I've moved around A LOT since graduation, and all the nights I was too tired to cook or exercise caught up with me. I decided I was done with the weight thing since last year I started weight watchers and lost around 12 pounds. I was super proud of myself, finally felt good about wearing clothes again, I didn't feel awful being seen in a bathing suit.

Then I met Shaun.

And I realize that sounds horrible, but it was actually a great thing. I had finally found a guy I felt completely comfortable around and so when I gained back a few pounds, I didn't feel a strong urge to race back to the gym. And with our crazy work schedules, I decided it was more important to sit around the house, watching the Food Network with him then go to the gym.

This time last year I was around 139. This year...add about 15 pounds :(  And I realize that I'm just a few pounds over my 'recommended body weight' and while I really have nothing big to bitch about, one thing, well actually 2 things, have caused a wake up call.

On two seperate occassions within a week of the other, I was asked if I was pregnant.

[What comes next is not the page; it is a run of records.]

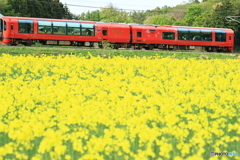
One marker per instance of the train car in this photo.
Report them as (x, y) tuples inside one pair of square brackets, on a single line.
[(185, 38), (20, 30)]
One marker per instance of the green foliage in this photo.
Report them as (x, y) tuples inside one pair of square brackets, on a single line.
[(42, 9), (193, 14), (90, 16), (111, 14)]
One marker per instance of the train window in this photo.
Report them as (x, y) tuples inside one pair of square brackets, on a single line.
[(104, 32), (206, 35), (87, 29), (73, 28), (195, 34), (44, 27), (220, 36), (183, 34), (168, 35), (139, 34), (25, 26), (59, 27)]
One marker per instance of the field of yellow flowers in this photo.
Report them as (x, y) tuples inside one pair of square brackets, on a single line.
[(92, 108)]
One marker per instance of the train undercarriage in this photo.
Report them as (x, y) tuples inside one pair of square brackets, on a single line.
[(107, 45)]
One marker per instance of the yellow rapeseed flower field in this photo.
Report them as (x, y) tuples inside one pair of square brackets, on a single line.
[(93, 108)]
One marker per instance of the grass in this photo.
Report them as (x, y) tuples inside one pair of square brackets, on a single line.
[(110, 53)]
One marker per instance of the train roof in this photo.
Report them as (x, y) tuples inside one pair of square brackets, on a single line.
[(129, 24)]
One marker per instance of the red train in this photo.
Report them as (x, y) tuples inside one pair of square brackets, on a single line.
[(21, 30)]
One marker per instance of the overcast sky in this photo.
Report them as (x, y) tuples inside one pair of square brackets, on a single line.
[(91, 5)]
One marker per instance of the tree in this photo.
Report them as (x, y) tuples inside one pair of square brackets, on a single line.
[(220, 12), (192, 14), (42, 9), (111, 14)]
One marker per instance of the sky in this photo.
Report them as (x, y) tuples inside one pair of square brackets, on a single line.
[(91, 5)]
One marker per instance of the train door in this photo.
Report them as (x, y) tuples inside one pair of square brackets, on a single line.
[(12, 29), (1, 29), (105, 34), (139, 36)]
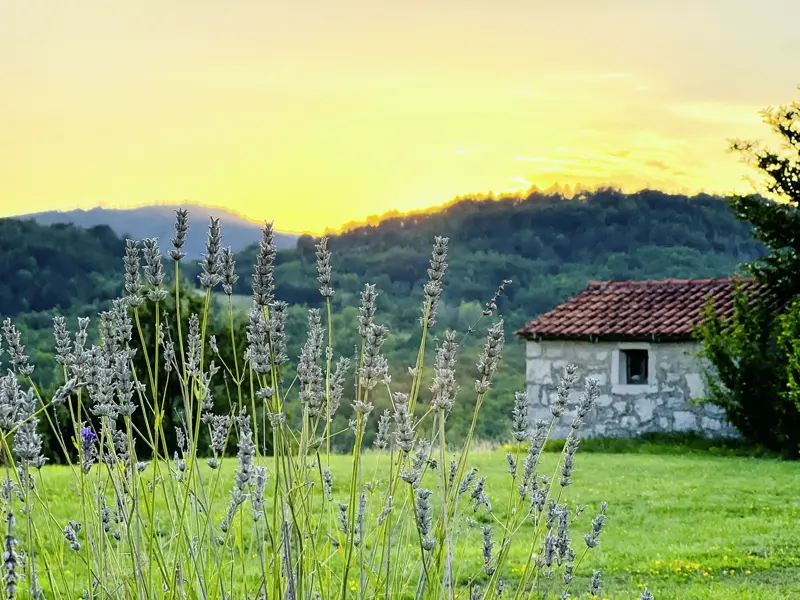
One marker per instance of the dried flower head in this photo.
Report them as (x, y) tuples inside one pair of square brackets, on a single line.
[(210, 266), (264, 274), (228, 271), (433, 288)]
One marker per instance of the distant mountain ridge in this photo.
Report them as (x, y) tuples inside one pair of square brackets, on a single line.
[(157, 221)]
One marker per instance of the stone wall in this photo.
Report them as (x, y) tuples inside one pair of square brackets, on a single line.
[(663, 404)]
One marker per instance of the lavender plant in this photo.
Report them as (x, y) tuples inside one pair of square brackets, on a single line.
[(294, 524)]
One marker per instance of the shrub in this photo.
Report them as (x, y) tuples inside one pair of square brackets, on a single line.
[(291, 525), (746, 371)]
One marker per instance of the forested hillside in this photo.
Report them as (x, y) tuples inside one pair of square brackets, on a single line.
[(45, 267), (547, 245), (156, 221)]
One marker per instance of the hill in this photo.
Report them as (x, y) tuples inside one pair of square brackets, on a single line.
[(550, 246), (157, 221), (56, 266)]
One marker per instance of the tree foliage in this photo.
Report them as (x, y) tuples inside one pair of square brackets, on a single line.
[(754, 356)]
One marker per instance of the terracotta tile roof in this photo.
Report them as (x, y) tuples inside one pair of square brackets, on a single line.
[(629, 310)]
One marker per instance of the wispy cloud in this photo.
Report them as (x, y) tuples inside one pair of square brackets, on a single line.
[(719, 112)]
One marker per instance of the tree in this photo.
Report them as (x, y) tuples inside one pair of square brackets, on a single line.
[(753, 356), (776, 222)]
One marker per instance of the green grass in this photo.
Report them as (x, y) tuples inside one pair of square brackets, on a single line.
[(690, 527)]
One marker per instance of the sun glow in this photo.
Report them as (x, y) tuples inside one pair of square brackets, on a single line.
[(314, 121)]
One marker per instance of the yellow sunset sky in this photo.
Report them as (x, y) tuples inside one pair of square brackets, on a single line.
[(313, 114)]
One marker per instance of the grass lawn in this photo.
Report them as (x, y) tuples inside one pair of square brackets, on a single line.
[(690, 527)]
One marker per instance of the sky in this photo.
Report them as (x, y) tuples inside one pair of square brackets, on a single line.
[(313, 114)]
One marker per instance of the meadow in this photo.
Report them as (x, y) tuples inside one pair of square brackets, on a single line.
[(204, 464), (690, 527)]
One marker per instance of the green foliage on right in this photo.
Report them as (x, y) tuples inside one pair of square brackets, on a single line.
[(753, 356)]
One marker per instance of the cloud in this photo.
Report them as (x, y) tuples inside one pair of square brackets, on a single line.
[(718, 112), (614, 76)]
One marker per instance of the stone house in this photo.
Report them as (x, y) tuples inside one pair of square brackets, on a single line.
[(636, 338)]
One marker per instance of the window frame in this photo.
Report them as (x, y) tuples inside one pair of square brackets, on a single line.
[(620, 385)]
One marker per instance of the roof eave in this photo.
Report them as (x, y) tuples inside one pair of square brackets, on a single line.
[(533, 336)]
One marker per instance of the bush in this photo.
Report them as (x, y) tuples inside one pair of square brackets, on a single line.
[(746, 371), (291, 526)]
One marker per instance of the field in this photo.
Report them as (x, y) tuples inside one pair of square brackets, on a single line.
[(690, 527)]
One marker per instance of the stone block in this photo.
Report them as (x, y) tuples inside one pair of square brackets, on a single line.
[(538, 370), (604, 400), (685, 421), (694, 381), (534, 349), (644, 408), (621, 407)]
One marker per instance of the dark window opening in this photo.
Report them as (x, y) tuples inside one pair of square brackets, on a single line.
[(635, 362)]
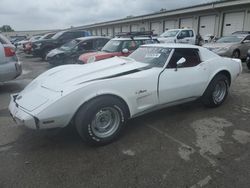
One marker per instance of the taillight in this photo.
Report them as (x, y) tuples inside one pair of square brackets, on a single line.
[(9, 52)]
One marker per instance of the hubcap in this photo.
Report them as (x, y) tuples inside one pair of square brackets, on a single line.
[(219, 91), (105, 122)]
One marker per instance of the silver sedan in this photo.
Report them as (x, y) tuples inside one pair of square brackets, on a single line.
[(235, 46), (10, 67)]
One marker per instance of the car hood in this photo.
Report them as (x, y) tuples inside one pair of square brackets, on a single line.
[(218, 45), (67, 76), (54, 52), (166, 39), (97, 55), (43, 41)]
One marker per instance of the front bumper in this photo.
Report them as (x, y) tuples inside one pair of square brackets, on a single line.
[(21, 117), (248, 59)]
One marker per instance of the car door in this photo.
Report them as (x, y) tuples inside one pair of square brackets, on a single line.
[(82, 47), (185, 82), (186, 36), (99, 43), (66, 37), (245, 46)]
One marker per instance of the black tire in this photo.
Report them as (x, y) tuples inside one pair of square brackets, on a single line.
[(209, 97), (87, 127), (236, 54), (248, 65), (45, 53)]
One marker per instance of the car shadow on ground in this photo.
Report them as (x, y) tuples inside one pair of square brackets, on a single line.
[(11, 87), (68, 137)]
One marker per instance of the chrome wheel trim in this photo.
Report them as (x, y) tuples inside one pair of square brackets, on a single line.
[(236, 54), (105, 122), (219, 92)]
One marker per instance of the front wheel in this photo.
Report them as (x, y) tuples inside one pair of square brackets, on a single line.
[(216, 91), (236, 54), (248, 64), (101, 120)]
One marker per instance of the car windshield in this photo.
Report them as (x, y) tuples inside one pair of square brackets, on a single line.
[(57, 35), (47, 36), (155, 56), (170, 33), (229, 39), (112, 46), (69, 45)]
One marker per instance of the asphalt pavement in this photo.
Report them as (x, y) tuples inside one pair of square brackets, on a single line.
[(186, 146)]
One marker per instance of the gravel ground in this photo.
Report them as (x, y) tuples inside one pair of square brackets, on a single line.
[(183, 146)]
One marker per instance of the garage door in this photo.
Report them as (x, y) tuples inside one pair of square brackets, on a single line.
[(207, 25), (233, 22), (94, 32), (170, 24), (117, 30), (104, 31), (186, 23), (125, 28), (99, 32), (110, 32), (157, 27), (135, 27)]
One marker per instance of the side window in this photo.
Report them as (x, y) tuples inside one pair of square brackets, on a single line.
[(149, 41), (130, 45), (191, 55), (99, 43), (80, 34), (184, 34), (67, 36), (191, 33), (247, 38), (86, 45)]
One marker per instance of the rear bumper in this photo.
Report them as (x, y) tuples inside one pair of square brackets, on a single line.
[(248, 59), (21, 117), (10, 71)]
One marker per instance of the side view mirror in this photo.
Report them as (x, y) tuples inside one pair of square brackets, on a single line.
[(180, 63), (125, 51), (180, 37), (99, 48), (246, 41)]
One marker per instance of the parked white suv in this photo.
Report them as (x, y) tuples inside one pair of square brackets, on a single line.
[(187, 36), (10, 67)]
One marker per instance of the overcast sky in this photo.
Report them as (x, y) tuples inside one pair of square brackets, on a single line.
[(59, 14)]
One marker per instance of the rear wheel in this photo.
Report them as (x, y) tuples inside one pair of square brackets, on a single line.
[(216, 91), (101, 120), (45, 53), (236, 54), (248, 64)]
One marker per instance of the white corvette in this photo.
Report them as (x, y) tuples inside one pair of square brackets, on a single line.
[(99, 97)]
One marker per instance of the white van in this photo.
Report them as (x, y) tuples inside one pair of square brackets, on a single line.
[(187, 36)]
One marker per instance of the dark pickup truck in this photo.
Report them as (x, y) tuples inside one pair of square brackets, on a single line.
[(42, 47)]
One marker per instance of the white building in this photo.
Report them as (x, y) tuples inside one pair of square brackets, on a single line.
[(219, 18)]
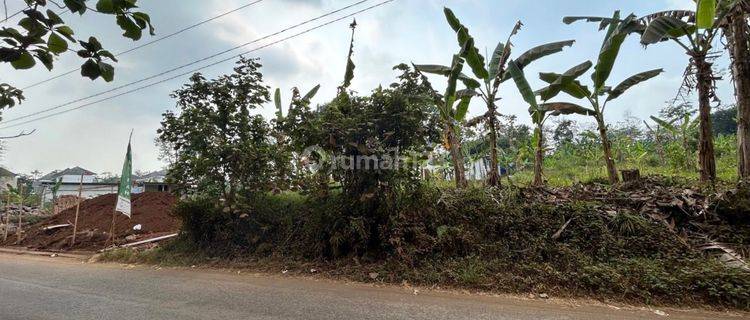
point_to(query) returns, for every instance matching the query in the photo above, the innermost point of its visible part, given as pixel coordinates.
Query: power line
(185, 29)
(200, 68)
(12, 16)
(184, 65)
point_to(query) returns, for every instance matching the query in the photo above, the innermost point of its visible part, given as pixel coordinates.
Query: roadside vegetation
(398, 185)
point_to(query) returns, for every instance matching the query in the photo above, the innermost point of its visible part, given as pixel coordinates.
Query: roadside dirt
(151, 210)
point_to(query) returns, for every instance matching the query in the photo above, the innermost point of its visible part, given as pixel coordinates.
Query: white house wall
(77, 179)
(89, 191)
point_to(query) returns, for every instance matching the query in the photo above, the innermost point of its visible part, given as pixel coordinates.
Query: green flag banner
(123, 193)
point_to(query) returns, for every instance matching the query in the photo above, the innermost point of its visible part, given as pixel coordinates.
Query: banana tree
(737, 32)
(296, 99)
(658, 143)
(539, 114)
(618, 30)
(695, 32)
(488, 75)
(682, 132)
(453, 106)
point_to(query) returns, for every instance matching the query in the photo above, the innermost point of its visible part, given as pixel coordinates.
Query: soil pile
(152, 216)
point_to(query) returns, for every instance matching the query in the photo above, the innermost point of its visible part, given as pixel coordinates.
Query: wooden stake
(112, 228)
(7, 218)
(78, 209)
(20, 214)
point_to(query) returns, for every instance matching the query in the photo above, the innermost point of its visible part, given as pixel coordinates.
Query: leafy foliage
(43, 35)
(222, 149)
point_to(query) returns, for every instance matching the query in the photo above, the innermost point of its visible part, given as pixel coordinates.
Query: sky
(95, 137)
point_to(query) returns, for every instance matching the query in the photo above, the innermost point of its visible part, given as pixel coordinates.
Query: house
(154, 182)
(154, 177)
(75, 174)
(69, 181)
(7, 178)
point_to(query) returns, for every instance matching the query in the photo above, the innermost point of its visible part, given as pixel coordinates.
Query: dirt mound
(151, 210)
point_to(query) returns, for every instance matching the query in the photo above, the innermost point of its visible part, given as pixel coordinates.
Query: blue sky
(403, 31)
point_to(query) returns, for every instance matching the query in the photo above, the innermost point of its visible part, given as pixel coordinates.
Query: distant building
(153, 177)
(7, 178)
(75, 174)
(70, 179)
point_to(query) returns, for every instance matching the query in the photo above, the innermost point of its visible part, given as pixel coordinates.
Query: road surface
(61, 288)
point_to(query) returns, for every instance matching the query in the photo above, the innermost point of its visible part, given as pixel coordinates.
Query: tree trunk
(459, 173)
(659, 148)
(539, 159)
(688, 155)
(494, 178)
(706, 157)
(607, 146)
(738, 35)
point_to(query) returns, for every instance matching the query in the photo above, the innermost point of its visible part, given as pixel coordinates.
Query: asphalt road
(44, 288)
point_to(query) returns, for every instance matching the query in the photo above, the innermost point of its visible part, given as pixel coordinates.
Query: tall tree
(694, 31)
(618, 29)
(492, 73)
(222, 149)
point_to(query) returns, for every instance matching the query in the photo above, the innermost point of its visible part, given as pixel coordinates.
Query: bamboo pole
(78, 209)
(7, 218)
(20, 214)
(112, 228)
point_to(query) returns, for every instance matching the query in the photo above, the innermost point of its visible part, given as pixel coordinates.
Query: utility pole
(20, 214)
(78, 209)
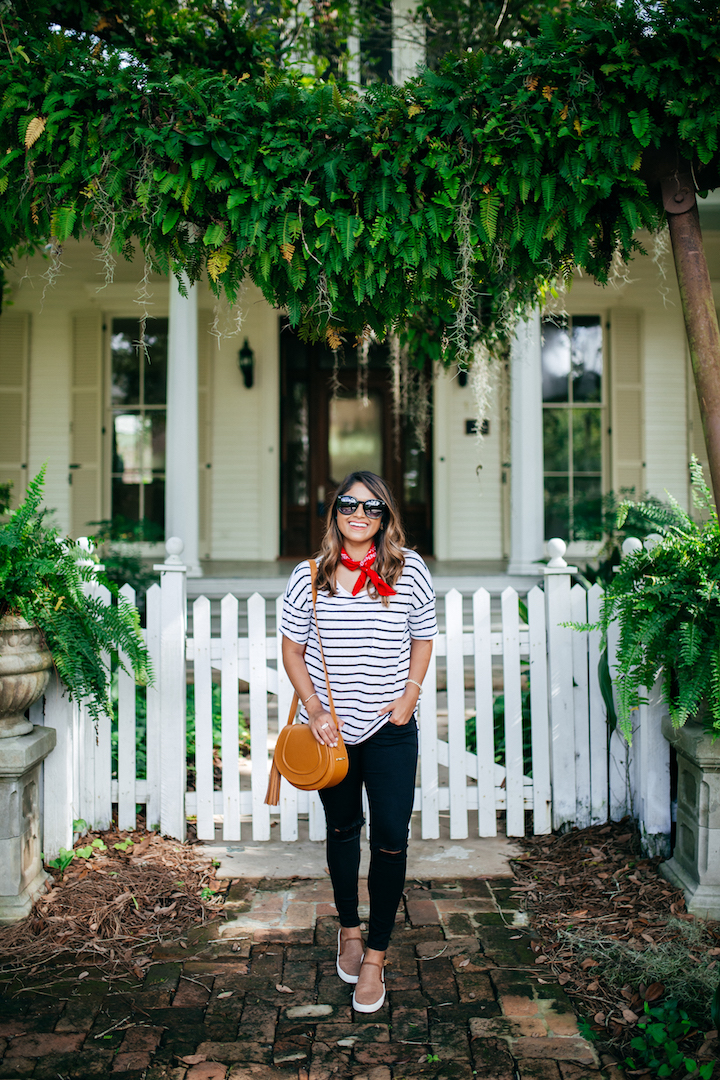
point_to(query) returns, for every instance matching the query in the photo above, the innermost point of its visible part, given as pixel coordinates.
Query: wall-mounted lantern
(246, 364)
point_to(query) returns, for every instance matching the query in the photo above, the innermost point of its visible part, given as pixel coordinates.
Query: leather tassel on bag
(272, 797)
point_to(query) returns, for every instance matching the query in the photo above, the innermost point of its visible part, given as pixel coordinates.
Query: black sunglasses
(348, 504)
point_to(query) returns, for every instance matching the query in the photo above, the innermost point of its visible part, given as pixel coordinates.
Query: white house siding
(663, 347)
(245, 440)
(467, 475)
(50, 381)
(244, 476)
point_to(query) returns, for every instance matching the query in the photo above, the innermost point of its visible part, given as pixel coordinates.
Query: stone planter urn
(695, 862)
(25, 666)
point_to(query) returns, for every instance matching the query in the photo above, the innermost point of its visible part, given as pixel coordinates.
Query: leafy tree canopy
(472, 187)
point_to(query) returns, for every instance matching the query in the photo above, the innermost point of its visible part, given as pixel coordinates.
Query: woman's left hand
(401, 710)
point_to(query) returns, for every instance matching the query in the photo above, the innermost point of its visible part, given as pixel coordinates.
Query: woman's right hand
(323, 727)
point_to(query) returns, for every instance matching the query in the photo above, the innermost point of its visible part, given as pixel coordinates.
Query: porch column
(527, 493)
(181, 498)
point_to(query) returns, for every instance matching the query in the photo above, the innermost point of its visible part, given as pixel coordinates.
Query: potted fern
(665, 599)
(49, 619)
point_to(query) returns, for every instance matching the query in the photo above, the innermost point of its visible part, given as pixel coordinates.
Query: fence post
(559, 684)
(620, 754)
(172, 686)
(153, 622)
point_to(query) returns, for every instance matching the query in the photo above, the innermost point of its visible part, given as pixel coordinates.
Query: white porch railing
(569, 778)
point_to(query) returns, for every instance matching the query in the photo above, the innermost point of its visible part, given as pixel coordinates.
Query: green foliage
(63, 861)
(666, 602)
(141, 723)
(499, 732)
(123, 564)
(619, 520)
(472, 186)
(43, 579)
(659, 1050)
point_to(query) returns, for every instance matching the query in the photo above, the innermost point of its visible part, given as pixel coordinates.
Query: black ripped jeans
(385, 764)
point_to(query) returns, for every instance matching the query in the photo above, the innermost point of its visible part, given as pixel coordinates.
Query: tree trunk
(701, 326)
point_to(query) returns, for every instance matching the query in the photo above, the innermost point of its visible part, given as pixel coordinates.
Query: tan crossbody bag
(299, 757)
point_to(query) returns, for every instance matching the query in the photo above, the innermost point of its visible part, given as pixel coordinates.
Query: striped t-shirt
(366, 645)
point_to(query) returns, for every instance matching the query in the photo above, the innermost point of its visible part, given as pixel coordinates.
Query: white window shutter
(205, 343)
(627, 404)
(86, 433)
(14, 338)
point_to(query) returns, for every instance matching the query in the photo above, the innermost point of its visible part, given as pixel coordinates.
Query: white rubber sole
(343, 974)
(376, 1004)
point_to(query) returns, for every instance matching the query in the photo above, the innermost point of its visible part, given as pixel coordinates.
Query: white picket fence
(573, 778)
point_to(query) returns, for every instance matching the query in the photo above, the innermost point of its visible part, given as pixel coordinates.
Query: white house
(601, 403)
(239, 463)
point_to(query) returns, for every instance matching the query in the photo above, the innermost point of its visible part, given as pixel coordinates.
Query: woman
(376, 612)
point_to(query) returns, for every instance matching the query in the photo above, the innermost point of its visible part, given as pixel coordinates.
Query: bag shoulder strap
(296, 699)
(272, 796)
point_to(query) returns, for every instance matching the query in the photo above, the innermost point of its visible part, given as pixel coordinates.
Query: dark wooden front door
(325, 435)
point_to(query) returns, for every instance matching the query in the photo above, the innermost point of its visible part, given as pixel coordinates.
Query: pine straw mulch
(614, 933)
(111, 908)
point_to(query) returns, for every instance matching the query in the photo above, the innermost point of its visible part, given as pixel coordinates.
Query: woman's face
(356, 527)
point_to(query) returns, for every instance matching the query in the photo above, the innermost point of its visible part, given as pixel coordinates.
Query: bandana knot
(365, 566)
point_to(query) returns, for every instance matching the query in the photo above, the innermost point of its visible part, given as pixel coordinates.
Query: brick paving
(464, 1000)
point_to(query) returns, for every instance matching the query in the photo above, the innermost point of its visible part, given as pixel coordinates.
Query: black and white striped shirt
(367, 646)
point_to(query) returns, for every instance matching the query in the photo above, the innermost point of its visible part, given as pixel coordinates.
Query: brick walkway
(464, 1000)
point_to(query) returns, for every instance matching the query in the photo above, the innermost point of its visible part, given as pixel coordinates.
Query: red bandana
(366, 571)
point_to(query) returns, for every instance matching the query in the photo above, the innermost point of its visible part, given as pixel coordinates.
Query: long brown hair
(389, 541)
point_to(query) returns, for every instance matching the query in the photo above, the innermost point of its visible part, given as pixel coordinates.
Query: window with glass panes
(138, 402)
(573, 423)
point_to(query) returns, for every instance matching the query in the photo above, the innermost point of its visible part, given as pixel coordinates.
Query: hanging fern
(666, 603)
(42, 579)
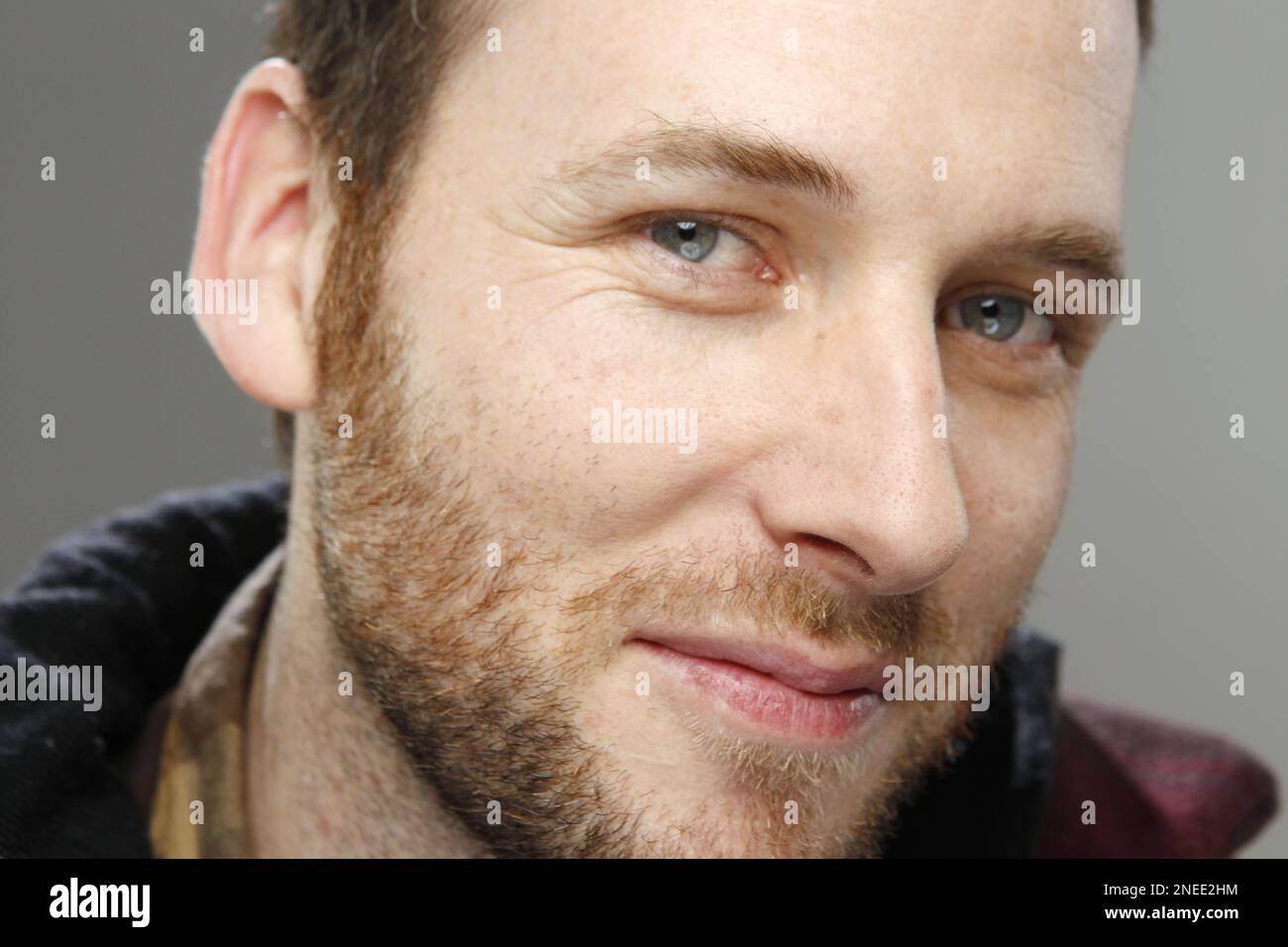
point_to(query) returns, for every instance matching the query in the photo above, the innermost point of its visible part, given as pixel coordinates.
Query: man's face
(673, 646)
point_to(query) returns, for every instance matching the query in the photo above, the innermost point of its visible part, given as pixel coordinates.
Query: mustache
(755, 590)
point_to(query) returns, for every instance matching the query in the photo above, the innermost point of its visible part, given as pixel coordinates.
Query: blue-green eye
(993, 317)
(690, 240)
(999, 317)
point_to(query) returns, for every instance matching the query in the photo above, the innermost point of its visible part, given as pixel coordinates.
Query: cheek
(1013, 462)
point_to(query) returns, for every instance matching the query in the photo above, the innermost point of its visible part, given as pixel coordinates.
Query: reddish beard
(484, 705)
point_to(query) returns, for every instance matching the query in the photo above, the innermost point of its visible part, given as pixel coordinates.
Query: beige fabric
(202, 755)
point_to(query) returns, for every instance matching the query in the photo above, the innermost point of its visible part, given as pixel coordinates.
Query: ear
(253, 231)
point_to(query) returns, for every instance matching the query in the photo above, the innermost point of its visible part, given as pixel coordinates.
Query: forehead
(1004, 90)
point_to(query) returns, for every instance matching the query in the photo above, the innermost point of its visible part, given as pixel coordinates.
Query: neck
(326, 775)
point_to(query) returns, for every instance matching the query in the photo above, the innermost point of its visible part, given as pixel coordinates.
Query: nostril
(836, 553)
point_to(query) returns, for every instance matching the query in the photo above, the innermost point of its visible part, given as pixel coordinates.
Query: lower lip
(769, 705)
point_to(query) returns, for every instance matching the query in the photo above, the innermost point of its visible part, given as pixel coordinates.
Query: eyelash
(735, 226)
(642, 226)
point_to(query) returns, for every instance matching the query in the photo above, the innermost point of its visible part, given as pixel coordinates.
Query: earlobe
(248, 260)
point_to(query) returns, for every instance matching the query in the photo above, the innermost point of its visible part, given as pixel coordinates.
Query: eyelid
(741, 227)
(1059, 330)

That is probably the worst thing you can say to a girl who isn't pregnant.

Now, the people that asked me this weren't being mean or hurtful. This first lady I see at hearings a lot but never really have had a full blown conversation with her. We were sitting around waiting for the hearing to start, and she made the comment about how I didn't look pregnant anymore and was wondering how old my baby was.

Strike one to the ego.

I don't know what's worse. Being asked if you're pregnant, or having to tell them that in fact, no, you're not pregnant. Just fat.

Fast forward a few days. My fiance and I were eating breakfast at Betty's and I saw an old teacher from jr. high. I was excited to talk to her and after giving her a hug the first thing she says is. "I can see you're doing great. You're married and expecting a baby...."

Strike two to the ego.

Apparently any weight I gain goes straight to my lower belly...making me look like I'm about 4 months pregnant.

So between these two incidents, and after reading one of my friend's amazing blog, I am determined to lose this extra weight. I refuse to be one of those women who look back on their wedding day pictures and complain about how fat and ugly they look. Not. Gonna. Happen. And I also know that it will better for my health and all that stuff. But honestly, you want a woman to lose weight, tell her she has 8 months until her wedding day.

Anyways, wish me luck!

2 comments:

Jennifer Slaugh said...

Geesh! And I thought my kids were bad. I have been trying to teach Dalton not to call people fat and we have talked about manners and such. Then the other day he said "Mom I am not trying to be rude and I am not calling you fat but, are you having another baby cause your belly is kinda big. You will look GREAT on your wedding day! By the way I love the colors you have chosen!

The Harrison's said...

Good for you! I wish I would have realized to keep up on it, I know this sounds stupid, but you seriously wake up and ask yourself how it happened (because it literally feels like it happens over night, I didn't even see myself in the in-between) so good job!!